Some clauses will specify that the disease outbreak has to be present at the property, or that the disease in question has to feature on a pre-identified list within the policy small print.

Brooks said: “It’s all ’devil’s in the detail’ really. You have to look at the clauses and see what’s covered. But there will be some cover out there.”

However, he added that it will be small to medium-sized enterprises (SMEs) that will bear the brunt of detrimental Covid-19 impacts. “Most businesses in the country are SMEs and they’re not the ones who would be likely to buy the most comprehensive insurance out there,” he noted.


Investment bank says coverage concerns are ‘overblown’

Analysis by investment bank Morgan Stanley said that concerns around property and casualty (P&C) insurers picking up the tab for business interruption losses associated with coronavirus are “overblown”.

The firm said: “Given widespread business shutdowns across the economy, concerns that P&C carriers will be forced to pick up the bill covering business interruption (BI) losses have amplified in recent weeks.

“Headlines from individual states (New Jersey, Ohio, Massachusetts, and most recently, New York) pushing for P&C to cover these losses have intensified the concerns.

”We believe these concerns are largely overblown and believe that P&C carriers are largely insulated from such losses.
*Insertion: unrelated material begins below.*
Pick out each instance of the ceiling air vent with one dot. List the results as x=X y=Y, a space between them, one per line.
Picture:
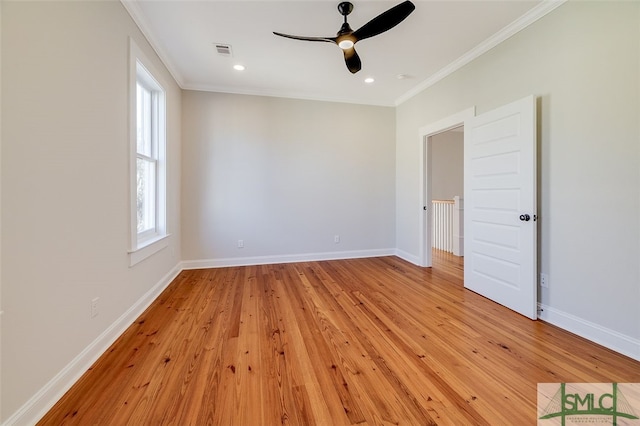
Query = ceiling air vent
x=223 y=49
We remind that language in commercial property policies is clear on requiring physical property damage from a covered peril’ to trigger a BI claim, and pandemic coverage is also usually excluded from standard policies.
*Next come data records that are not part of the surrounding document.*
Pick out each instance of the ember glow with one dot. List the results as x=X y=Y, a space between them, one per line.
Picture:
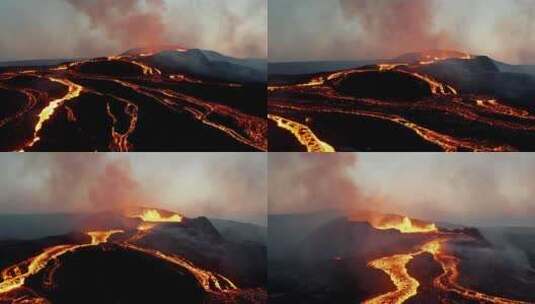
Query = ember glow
x=154 y=216
x=324 y=96
x=395 y=267
x=14 y=277
x=304 y=135
x=99 y=237
x=406 y=225
x=123 y=109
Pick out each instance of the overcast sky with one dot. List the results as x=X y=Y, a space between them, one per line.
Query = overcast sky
x=462 y=188
x=44 y=29
x=366 y=29
x=221 y=185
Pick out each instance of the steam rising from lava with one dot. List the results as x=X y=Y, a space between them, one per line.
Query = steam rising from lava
x=228 y=186
x=403 y=25
x=380 y=29
x=126 y=21
x=310 y=182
“Covered losses are likely to be constrained to a select few lines. The clearly affected lines include healthcare workers’ compensation, travel, trade credit and event cancellation.

”Medical malpractice could also see claims (improper diagnosis, for example). Covid-19 will also likely add fuel to the ‘social inflation’ fire that had been the dominant issue before the virus, as attorneys look for firms that possibly did not take necessary precautionary measure to protect employees and customers.

“Another fallout will likely be an uptick in D&O claims, which is typical during any equity market turmoil. Insurers’ exposure growth will be limited in the near-term, though we expect pricing to remain strong, serving to alleviate any significant drop in premium revenues.

“While we expect significant commentary in the near-term on Covid-related losses, we believe any losses will be manageable. Additionally, we expect P&C carriers to outperform other financials in a recessionary environment especially due to constraints on coronavirus-related losses.”